The squadron's fuselage code was "5F".

The aircraft were modified to carry dinghies, marker buoys and flares on their bomb racks. The mission of the unit was to locate pilots who had bailed out over the North Sea and would drop liferafts and inform sea-based rescue units who would then pick up the pilots.

The unit moved to RAF Halesworth in January 1945.

===Royal Air Force use===
After the war, Boxted was taken over by RAF Fighter Command and used at first by de Havilland Mosquito night fighters and then, in 1946, by a Gloster Meteor jet squadron No. 234. By the end 1946, the flying units had moved on and work had begun on resurfacing the main runway. It was closed on 9 August 1947.

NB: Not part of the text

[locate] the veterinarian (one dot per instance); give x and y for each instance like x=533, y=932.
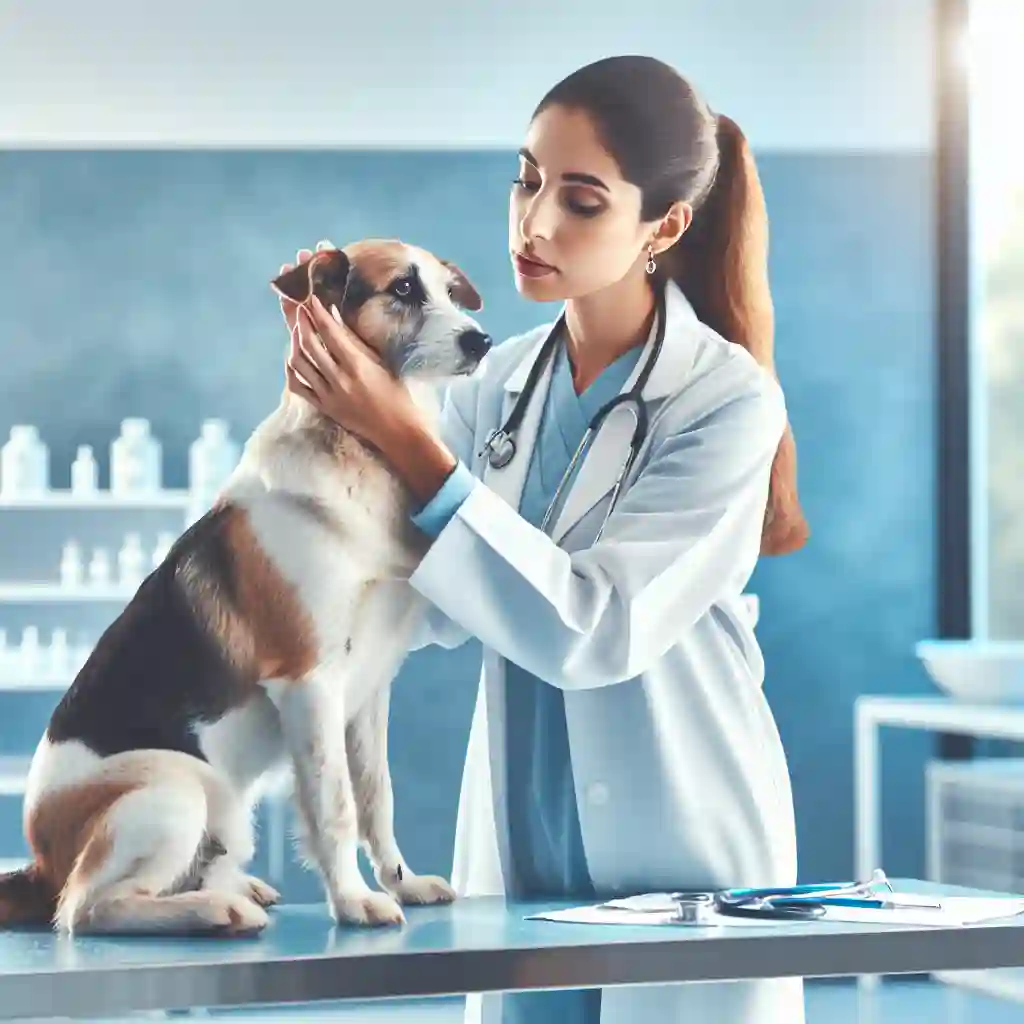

The following units were also here at some point:
- No 1 Fighter Command Servicing Unit
- No. 25 Squadron RAF
- No. 56 Squadron RAF
- No. 145 Gliding School RAF
- No. 222 (Natal) Squadron RAF
- No. 263 (Fellowship of the Bellows) Squadron RAF
- No. 266 (Rhodesia) Squadron RAF
- No. 2876 Squadron RAF Regiment
- Station Flight, Boxted

==Current use==
Only the outline of the airfield remains with single lane farm roads as the airfield has almost been completely returned to agriculture. The control tower has been demolished, but a cluster of Nissen Huts remain on the south side of the airfield close to Langham Lodge . Two further refurbished Nissen Huts are present on the west of original airbase and house the Boxted Airfield Museum. A portion of the original main runway remains in use as a grass airstrip (04/22).

A memorial to the pilots and crews who flew from RAF Boxted is located on the northernmost end of the original runway where it meets Park Lane.